Set up tgi environment values with the ones used to build the model #529

oOraph · 2024-03-26T17:13:53Z

Need this to workaround the model static params, for the docker entrypoint to adapt tgi environment accordingly to the specified model This will make usage of the image easier: default params (e.g not specifying anything) should be enough for most models

oOraph · 2024-03-29T14:58:24Z

note: the associated generated image is available for testing here :)
[docker.io]/raphael31415/neuronx-tgi:0.0.21.dev0

dacorvo

This looks good to me, but I am a bit worried some configurations might not work.
Could you add integration tests under https://github.com/huggingface/optimum-neuron/tree/main/text-generation-inference/integration-tests ?
I also need to add a github workflow to build the image and run the integration tests (make tgi_docker_test).

text-generation-inference/tgi_env.py

oOraph · 2024-04-04T08:41:51Z

This looks good to me, but I am a bit worried some configurations might not work. Could you add integration tests under https://github.com/huggingface/optimum-neuron/tree/main/text-generation-inference/integration-tests ? I also need to add a github workflow to build the image and run the integration tests (make tgi_docker_test).

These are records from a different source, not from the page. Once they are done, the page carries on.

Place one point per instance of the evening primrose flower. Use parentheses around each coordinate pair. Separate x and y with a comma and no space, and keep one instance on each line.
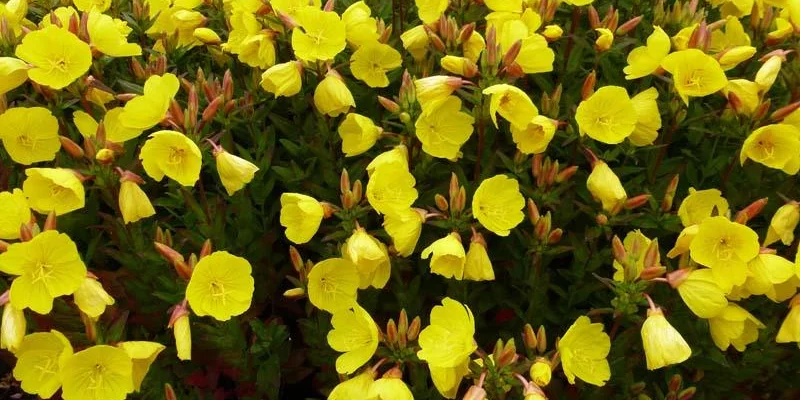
(448,340)
(390,189)
(321,35)
(512,104)
(498,203)
(40,359)
(734,326)
(605,186)
(53,189)
(355,334)
(99,372)
(443,128)
(221,286)
(449,257)
(645,60)
(30,135)
(58,57)
(47,266)
(726,247)
(332,97)
(694,73)
(358,134)
(301,215)
(782,225)
(332,284)
(284,79)
(171,154)
(663,344)
(773,146)
(583,351)
(142,354)
(14,212)
(372,61)
(608,115)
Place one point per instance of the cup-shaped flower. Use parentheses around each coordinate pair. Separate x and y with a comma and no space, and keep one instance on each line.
(583,350)
(58,57)
(332,284)
(40,360)
(663,344)
(99,372)
(171,154)
(47,266)
(498,203)
(355,334)
(301,215)
(221,286)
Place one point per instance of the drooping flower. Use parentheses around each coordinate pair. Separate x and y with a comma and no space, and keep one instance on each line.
(171,154)
(583,350)
(332,284)
(221,286)
(58,57)
(355,334)
(48,266)
(608,115)
(30,135)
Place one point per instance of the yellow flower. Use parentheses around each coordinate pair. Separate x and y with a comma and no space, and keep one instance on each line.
(774,146)
(91,298)
(512,104)
(608,115)
(702,204)
(12,331)
(332,284)
(448,340)
(30,135)
(99,372)
(321,35)
(648,118)
(431,10)
(221,286)
(645,60)
(534,137)
(449,257)
(283,79)
(782,225)
(14,212)
(171,154)
(734,326)
(332,97)
(58,57)
(360,26)
(53,189)
(443,128)
(497,204)
(301,215)
(372,61)
(13,73)
(404,228)
(605,186)
(48,266)
(147,110)
(726,247)
(355,334)
(694,73)
(583,350)
(390,189)
(142,354)
(358,134)
(40,360)
(234,172)
(663,344)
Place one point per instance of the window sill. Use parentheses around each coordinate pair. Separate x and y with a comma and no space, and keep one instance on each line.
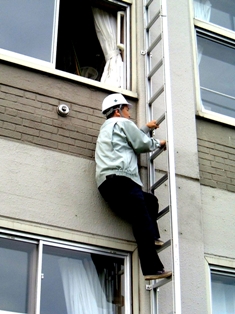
(47,69)
(214,28)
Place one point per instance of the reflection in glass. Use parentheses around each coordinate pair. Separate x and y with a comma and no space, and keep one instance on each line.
(79,282)
(219,12)
(17,275)
(223,293)
(217,72)
(27,27)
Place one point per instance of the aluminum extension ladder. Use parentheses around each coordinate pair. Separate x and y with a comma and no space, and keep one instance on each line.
(158,101)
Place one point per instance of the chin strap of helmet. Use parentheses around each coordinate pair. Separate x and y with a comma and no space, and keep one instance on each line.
(113,109)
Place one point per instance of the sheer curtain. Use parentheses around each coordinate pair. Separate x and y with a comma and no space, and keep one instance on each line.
(202,9)
(82,289)
(106,30)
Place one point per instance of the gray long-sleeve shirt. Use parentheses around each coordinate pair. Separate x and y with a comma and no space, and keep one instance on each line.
(119,143)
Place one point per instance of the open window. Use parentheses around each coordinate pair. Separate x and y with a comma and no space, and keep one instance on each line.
(222,290)
(85,38)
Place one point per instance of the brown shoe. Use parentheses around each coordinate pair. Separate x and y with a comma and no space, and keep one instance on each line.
(158,242)
(160,274)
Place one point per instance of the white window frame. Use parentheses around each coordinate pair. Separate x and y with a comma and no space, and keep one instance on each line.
(49,67)
(201,111)
(40,241)
(216,263)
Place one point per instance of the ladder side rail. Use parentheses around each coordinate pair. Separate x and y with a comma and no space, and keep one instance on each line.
(171,165)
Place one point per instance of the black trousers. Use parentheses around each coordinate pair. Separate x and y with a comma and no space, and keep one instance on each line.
(127,200)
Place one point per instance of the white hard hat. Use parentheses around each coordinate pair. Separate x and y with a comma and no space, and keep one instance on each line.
(113,100)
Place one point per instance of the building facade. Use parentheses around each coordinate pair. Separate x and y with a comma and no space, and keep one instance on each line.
(58,238)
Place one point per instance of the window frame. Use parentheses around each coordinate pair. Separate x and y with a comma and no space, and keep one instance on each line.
(216,263)
(201,26)
(41,241)
(49,67)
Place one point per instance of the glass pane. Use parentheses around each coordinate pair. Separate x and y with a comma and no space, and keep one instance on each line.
(16,275)
(78,282)
(220,12)
(217,72)
(27,27)
(223,293)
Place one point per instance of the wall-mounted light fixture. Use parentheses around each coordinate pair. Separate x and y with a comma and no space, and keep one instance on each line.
(63,110)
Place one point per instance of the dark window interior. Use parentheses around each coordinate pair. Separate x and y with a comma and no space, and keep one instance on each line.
(78,48)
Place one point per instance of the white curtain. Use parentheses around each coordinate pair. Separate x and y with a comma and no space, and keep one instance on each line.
(223,298)
(82,289)
(106,30)
(202,9)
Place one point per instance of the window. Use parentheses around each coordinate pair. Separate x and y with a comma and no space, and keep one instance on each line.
(84,38)
(223,290)
(44,277)
(215,26)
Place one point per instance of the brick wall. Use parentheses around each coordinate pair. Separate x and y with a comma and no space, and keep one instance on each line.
(216,149)
(28,111)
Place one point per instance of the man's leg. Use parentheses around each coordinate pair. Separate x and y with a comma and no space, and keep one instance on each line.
(126,198)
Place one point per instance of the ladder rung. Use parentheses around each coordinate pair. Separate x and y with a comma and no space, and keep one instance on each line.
(154,44)
(164,246)
(158,284)
(163,212)
(155,69)
(156,153)
(154,19)
(159,182)
(156,95)
(161,118)
(148,3)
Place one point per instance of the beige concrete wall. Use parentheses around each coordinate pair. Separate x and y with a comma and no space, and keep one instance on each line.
(54,189)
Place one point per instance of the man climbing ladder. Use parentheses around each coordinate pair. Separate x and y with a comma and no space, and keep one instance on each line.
(119,143)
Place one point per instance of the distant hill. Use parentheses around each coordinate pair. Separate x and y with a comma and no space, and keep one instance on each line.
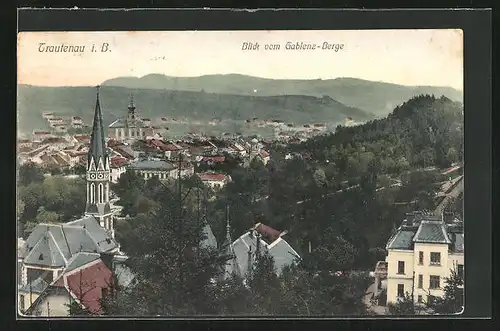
(374,97)
(154,103)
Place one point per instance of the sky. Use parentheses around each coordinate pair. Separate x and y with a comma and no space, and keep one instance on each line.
(407,57)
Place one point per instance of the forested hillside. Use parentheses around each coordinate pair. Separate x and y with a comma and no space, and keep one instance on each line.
(192,106)
(374,97)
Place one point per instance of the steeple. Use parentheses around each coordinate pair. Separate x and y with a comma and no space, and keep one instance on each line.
(97,151)
(228,228)
(231,267)
(98,174)
(131,105)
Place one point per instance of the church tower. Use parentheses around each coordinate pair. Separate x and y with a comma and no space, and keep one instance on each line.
(131,112)
(98,174)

done, both -> tgi_implicit_env.py and workflow

oOraph · 2024-04-04T15:43:52Z

Actually I remove the workflow, the integration test test_gpt2.py cannot work for the local_neuron variant, reason:

Some directory is filled with data here:

optimum-neuron/text-generation-inference/integration-tests/test_gpt2.py

Line 27 in 6856557

huggingface_hub.snapshot_download(NEURON_MODEL_ID, local_dir=local_path)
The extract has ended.